I found Dr mikes Israel tells Ted talk, the scientific landscape of healthy eating and I watched it. I think I watched it four times in a row and I was like, he is saying stuff that is contradictory to the past 18 years of my dieting for 18 years of dieting. It has always been something about the food that has been the problem and what he’s saying is it is not the food that is a problem and I was like, what the fuck is this? And I decided I’m going to try this thing. I’m going to fucking sit down. I’m going to figure out how many calories my body size would burn. Normally I’m going to figure out what a slight deficit is and then I’m going to program it for what he’s talking about. And then it was a steady progression down. Now it hasn’t just gone down.

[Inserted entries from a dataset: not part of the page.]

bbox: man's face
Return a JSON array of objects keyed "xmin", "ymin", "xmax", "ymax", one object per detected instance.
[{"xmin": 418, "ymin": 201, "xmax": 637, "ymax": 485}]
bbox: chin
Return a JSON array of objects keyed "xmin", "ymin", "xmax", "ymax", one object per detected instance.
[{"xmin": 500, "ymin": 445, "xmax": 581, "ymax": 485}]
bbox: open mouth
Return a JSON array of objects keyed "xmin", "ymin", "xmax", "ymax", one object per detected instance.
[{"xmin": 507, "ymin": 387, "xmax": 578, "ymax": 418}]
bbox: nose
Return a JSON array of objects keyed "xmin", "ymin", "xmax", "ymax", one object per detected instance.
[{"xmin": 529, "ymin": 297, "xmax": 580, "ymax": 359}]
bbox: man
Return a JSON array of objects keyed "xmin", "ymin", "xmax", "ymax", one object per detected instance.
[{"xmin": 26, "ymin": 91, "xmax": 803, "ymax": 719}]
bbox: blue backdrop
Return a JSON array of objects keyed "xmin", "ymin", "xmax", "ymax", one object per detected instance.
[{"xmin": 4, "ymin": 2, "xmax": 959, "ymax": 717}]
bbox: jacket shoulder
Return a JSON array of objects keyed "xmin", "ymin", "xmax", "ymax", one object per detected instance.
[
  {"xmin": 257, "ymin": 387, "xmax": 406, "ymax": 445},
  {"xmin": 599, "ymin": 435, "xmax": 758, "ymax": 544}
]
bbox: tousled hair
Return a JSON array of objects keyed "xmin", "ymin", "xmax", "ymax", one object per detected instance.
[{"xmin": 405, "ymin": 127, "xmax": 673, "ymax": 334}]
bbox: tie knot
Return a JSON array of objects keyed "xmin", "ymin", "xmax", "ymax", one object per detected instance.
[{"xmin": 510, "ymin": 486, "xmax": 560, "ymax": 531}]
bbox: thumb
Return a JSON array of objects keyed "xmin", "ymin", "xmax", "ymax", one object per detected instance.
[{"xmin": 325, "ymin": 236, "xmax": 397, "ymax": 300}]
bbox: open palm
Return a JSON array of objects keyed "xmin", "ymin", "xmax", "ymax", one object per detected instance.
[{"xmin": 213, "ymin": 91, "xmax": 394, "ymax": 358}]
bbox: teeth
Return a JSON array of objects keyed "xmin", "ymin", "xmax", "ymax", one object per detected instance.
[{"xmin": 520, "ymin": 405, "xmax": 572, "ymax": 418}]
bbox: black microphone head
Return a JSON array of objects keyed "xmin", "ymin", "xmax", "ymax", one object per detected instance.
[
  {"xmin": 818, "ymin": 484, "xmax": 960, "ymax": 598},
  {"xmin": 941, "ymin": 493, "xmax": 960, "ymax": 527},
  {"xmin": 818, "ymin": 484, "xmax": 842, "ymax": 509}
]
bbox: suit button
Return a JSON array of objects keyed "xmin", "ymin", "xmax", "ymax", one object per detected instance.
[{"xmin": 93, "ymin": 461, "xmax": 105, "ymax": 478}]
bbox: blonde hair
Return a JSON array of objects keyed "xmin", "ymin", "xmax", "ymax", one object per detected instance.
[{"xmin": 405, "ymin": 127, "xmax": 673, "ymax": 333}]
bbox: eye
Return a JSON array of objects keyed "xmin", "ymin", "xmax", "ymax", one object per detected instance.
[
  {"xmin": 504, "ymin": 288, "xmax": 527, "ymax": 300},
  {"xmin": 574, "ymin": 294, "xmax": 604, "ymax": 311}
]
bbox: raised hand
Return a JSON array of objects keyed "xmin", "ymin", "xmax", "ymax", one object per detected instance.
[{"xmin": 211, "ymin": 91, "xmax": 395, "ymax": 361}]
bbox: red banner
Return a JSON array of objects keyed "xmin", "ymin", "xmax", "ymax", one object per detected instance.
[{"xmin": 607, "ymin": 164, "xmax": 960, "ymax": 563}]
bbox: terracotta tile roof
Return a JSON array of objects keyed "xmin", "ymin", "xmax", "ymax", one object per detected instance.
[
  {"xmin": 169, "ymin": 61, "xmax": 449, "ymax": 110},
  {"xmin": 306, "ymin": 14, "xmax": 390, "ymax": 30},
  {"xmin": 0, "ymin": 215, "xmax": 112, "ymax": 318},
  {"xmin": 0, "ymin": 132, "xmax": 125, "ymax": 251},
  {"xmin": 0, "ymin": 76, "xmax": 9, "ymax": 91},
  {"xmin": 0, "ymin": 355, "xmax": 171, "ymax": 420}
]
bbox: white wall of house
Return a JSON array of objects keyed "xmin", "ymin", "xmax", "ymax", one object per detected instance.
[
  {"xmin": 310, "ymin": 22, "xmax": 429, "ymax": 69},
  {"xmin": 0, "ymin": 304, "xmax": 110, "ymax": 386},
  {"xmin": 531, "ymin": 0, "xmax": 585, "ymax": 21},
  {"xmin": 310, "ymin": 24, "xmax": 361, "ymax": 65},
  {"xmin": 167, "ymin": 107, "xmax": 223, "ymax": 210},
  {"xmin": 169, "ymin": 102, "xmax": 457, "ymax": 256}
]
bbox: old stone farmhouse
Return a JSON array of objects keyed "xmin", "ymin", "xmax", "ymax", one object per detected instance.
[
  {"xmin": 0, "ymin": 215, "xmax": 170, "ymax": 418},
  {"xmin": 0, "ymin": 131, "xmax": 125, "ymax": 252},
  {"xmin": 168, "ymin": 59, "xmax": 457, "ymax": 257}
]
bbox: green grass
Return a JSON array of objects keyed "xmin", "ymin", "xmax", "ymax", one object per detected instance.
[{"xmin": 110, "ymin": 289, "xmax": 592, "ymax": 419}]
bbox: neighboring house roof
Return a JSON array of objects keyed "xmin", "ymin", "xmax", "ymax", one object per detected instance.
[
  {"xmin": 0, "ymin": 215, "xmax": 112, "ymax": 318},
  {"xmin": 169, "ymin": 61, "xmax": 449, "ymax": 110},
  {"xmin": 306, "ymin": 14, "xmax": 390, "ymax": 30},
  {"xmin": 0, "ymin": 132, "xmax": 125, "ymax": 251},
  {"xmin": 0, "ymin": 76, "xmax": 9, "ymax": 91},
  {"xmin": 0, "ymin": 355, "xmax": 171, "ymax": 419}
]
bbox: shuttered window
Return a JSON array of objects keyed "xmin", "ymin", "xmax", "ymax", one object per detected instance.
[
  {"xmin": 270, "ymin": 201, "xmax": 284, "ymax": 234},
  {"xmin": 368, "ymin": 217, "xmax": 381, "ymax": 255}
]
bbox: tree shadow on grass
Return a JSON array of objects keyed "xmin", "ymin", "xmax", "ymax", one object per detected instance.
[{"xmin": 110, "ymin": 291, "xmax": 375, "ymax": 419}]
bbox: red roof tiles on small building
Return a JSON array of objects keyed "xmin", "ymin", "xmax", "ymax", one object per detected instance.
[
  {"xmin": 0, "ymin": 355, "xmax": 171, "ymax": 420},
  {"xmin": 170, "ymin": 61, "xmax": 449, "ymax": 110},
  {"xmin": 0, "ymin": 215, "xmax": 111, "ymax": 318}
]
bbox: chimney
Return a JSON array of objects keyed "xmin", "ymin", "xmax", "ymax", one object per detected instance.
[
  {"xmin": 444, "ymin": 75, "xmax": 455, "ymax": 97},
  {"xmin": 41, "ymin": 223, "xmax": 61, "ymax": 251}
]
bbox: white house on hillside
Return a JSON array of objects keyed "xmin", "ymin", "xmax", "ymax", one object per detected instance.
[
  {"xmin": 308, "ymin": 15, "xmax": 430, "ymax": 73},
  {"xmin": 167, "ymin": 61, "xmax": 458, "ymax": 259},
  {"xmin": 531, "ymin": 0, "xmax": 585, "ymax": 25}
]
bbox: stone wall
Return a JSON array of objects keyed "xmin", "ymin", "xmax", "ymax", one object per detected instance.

It fluctuates a little bit, which I’ve had to get cool with because I only want to see it go down. Um, and I have to like kind of mantra my way through that with science and people who’ve done a ton of diets. I would, I would stop looking to blame food if that’s what you’re doing in these, um, 40, 55 pounds. I’ve done two maintenance periods and this way that I’m doing it, having maintenance periods to like adjust is super key. Like in the middle of the program because you’re setting yourself up for some end period where you’re like, I’ve already done that four or five times. I know what that is versus fucking white knuckled diet to a point. And like now what do you do? I haven’t done this and now this is just for the rest of my life. I think the way it’s worked in there, you really get a sense of what maintenance is, how beneficial it is. And I have, and it’s been great.
I go to the gym and lift weights with this one goal of retaining all the muscle I have and I enjoy having that goal and I have a fat loss goal and I enjoy having that goal. I, I enjoy seeing it get closer and closer. I actually believe that I need goals and if, if I have no goal, then I’m not producing to my highest of the highest that I’m capable of producing. The goal now is fat loss and I’ve already got a goal ready for when I hit that goal, which will be muscle building.